In hindsight, Sam Bankman-Fried’s April interview with Bloomberg’s Odd Lots podcast was a harbinger of his epic collapse last week. He described a “box” that has value only because other people put money in it, and, when confronted with the idea that he described a Ponzi scheme, admitted there was a “depressing amount of validity” to that.

But what’s only now becoming clear is just how much of his cash, which ascribed value to countless crypto projects out of thin air, was coming from his complex web of 130-plus now-bankrupt entities.

A prominent example is Serum, one of the largest assets on FTX’s balance sheet. The exchange had $2.2 billion of the near-worthless token on its books before Bankman-Fried’s empire went bust last week, according to people with knowledge of the firm’s balance sheet. It also held similarly insignificant coins called Maps.me and Oxygen, said the people, who added that the document may not provide a full granular picture.

The most striking thing of all: It’s not clear who, if anyone, at the highest levels of FTX or Alameda Research, Bankman-Fried’s trading house, seemed aware of or involved in how much money they were giving to Serum projects, where it came from, or what it’d be funding.

Some specifics are emerging about the “magic impact” that Bankman-Fried described months ago. Interviews with people familiar with Serum and documents reviewed by Bloomberg News provide a glimpse of the missing accountability that played a central role in both Bankman-Fried’s rise and how he could tear an $8 billion hole in FTX’s balance sheet.

“At the time we did them, we thought those investments were positive expected value investments on their own merits,” Bankman-Fried said Monday in an emailed statement.

In the fallout, thousands of customers, employees, investors and brand ambassadors are processing why they put so much faith in one man, in a system meant to be trustless and transparent.

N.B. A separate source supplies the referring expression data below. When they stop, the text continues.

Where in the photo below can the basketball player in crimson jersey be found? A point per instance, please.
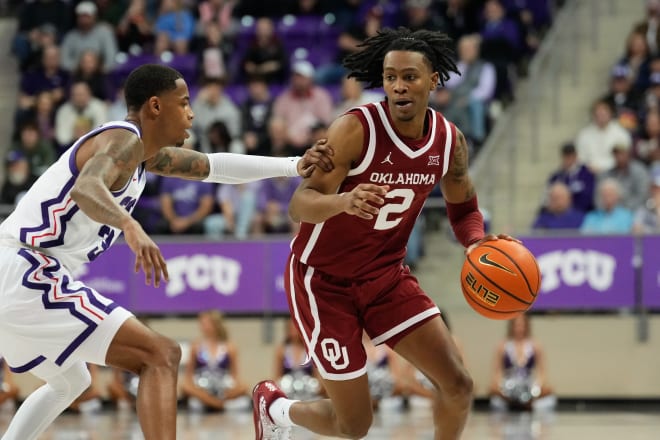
(345, 271)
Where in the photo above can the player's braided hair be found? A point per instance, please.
(366, 65)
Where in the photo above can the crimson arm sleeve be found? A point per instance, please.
(466, 221)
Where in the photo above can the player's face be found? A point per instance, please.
(407, 80)
(176, 114)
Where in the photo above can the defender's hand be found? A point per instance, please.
(490, 237)
(147, 254)
(318, 155)
(364, 200)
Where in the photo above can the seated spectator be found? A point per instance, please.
(19, 178)
(558, 211)
(577, 176)
(302, 105)
(471, 90)
(47, 77)
(88, 35)
(277, 141)
(185, 204)
(519, 375)
(649, 26)
(255, 113)
(273, 205)
(89, 70)
(39, 152)
(610, 216)
(81, 104)
(90, 400)
(212, 104)
(42, 115)
(211, 378)
(213, 52)
(37, 20)
(266, 56)
(135, 30)
(294, 371)
(632, 175)
(594, 142)
(647, 217)
(218, 14)
(383, 371)
(8, 389)
(625, 100)
(647, 148)
(174, 28)
(354, 95)
(236, 213)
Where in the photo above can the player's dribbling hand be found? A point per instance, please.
(364, 200)
(318, 155)
(147, 254)
(490, 237)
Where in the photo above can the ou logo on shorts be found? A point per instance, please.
(335, 353)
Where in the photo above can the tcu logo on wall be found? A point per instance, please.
(335, 354)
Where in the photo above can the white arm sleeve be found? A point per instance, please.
(241, 168)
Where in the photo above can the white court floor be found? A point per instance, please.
(388, 425)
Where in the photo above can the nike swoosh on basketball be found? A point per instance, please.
(485, 260)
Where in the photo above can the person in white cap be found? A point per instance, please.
(303, 104)
(88, 35)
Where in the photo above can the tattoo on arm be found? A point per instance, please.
(458, 169)
(179, 162)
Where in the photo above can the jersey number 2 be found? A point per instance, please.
(388, 210)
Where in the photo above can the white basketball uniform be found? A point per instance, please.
(47, 319)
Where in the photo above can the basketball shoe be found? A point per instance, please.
(263, 395)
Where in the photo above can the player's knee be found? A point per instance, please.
(356, 427)
(167, 354)
(460, 387)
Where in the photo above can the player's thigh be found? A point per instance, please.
(431, 348)
(324, 312)
(351, 401)
(135, 345)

“Everyone thinks accounting and auditing is boring -- until something like this happens,” said Gabriella Kusz, chief executive officer of Global Digital Asset & Cryptocurrency Association, an industry consortium.

Within weeks of Bankman-Fried’s appearance on Odd Lots, the $60 billion TerraUSD and Luna crypto ecosystem collapsed. The aftershock contributed to the bankruptcies of hedge fund Three Arrows Capital, lender Celsius Network and broker Voyager Digital, among others, and rattled even digital-asset diehards. Bankman-Fried went on a bailout bender, configuring deals worth $1 billion.

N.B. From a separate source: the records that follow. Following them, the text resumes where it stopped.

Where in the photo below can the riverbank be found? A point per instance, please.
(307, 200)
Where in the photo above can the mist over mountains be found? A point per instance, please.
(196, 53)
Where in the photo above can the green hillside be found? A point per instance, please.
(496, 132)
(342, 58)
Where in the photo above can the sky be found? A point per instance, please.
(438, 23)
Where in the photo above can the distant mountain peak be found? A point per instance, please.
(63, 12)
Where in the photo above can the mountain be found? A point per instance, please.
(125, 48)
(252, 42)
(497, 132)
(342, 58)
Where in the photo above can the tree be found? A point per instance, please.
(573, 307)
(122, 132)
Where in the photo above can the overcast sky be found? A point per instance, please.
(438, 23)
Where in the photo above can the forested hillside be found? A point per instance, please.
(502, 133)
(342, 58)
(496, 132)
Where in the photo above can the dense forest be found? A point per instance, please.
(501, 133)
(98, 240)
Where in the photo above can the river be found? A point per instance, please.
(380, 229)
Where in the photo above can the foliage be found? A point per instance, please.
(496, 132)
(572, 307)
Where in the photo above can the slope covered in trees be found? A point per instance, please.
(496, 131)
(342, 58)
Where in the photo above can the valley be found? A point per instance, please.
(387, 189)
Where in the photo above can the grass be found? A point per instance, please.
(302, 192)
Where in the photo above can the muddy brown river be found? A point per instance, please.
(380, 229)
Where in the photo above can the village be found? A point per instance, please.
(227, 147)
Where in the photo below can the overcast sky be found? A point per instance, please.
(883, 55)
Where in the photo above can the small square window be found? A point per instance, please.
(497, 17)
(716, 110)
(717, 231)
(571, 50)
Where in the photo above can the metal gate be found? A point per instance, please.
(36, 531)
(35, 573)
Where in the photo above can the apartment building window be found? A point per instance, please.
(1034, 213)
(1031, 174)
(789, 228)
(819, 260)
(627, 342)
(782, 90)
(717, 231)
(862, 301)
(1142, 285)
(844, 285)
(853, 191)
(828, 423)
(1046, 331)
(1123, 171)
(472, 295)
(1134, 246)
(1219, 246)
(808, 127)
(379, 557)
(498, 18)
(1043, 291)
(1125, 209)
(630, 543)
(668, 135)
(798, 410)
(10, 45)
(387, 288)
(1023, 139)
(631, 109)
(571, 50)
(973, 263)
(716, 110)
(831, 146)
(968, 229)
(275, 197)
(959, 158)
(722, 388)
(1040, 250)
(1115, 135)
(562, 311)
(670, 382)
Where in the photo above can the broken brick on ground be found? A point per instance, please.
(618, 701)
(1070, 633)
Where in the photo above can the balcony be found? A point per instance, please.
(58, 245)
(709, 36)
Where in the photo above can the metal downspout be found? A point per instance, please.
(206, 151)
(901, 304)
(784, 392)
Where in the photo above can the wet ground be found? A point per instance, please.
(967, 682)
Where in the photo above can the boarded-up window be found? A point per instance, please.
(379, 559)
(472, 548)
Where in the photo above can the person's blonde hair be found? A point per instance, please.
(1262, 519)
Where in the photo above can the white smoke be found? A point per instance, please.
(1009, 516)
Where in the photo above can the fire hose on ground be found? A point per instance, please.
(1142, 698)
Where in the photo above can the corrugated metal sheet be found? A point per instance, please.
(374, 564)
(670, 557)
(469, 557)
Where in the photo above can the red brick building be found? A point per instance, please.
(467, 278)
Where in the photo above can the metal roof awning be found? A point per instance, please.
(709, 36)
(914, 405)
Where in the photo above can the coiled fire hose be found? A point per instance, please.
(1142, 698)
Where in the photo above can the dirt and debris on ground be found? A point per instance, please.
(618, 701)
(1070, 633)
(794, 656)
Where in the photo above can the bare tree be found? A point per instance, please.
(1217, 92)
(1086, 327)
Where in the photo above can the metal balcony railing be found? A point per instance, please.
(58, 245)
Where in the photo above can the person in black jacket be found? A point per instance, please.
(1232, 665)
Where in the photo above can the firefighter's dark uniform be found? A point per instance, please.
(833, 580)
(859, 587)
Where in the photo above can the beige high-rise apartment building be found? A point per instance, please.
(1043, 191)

If there was ever a full-blown crisis of confidence across the crypto industry, judging by the $200 billion of losses in the digital-asset market over the past week, that time is now.

Too Easy
For one founder building a project using Serum, getting tens of thousands of dollars from Bankman-Fried’s orbit was almost too easy.

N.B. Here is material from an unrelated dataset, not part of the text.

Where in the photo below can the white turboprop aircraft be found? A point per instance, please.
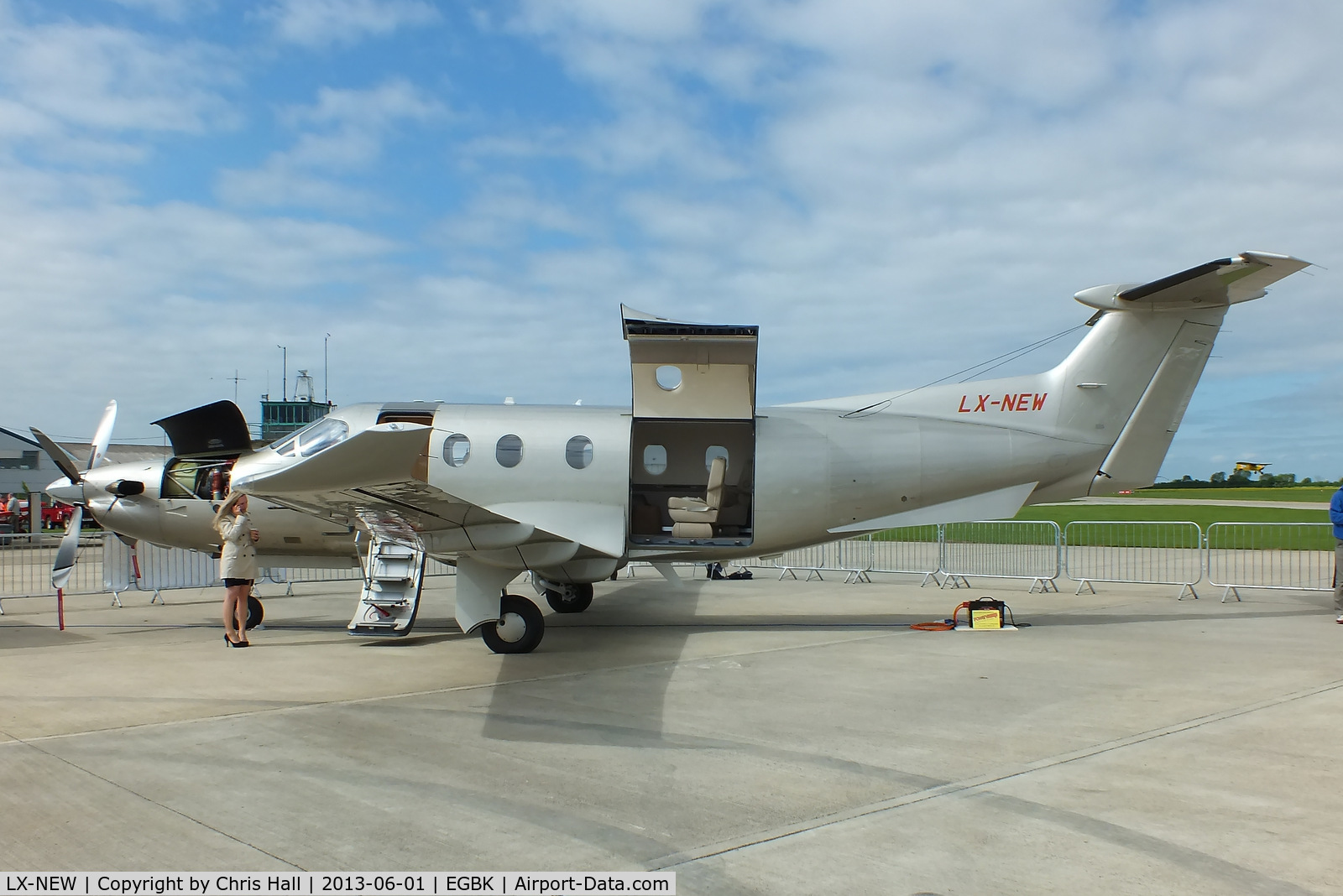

The harder part was figuring exactly where the money was coming from.

The person, who spoke on the condition of anonymity for fear of retaliation, describes an increasingly unsettling process unfolding after securing an online introduction to Alameda Ventures, the firm’s VC arm, through an acquaintance.

A team of faceless Telegram correspondents associated with FTX-linked entities appeared in a group chat. One of them, identified only by the initials “JHL,” approved a grant without anything more than a slide deck, asking no questions about what the money would fund, according to messages reviewed by Bloomberg News.

No compliance review. No handshakes. No strings attached. The only condition: To receive the grant, they had to open an FTX.com account first.

A separate slug of money also raised alarm bells.

The official investment contract was signed by someone the founder had never met, nor interacted with, who had a listed address on the 21st floor of a business plaza in Panama, according to the document viewed by Bloomberg News.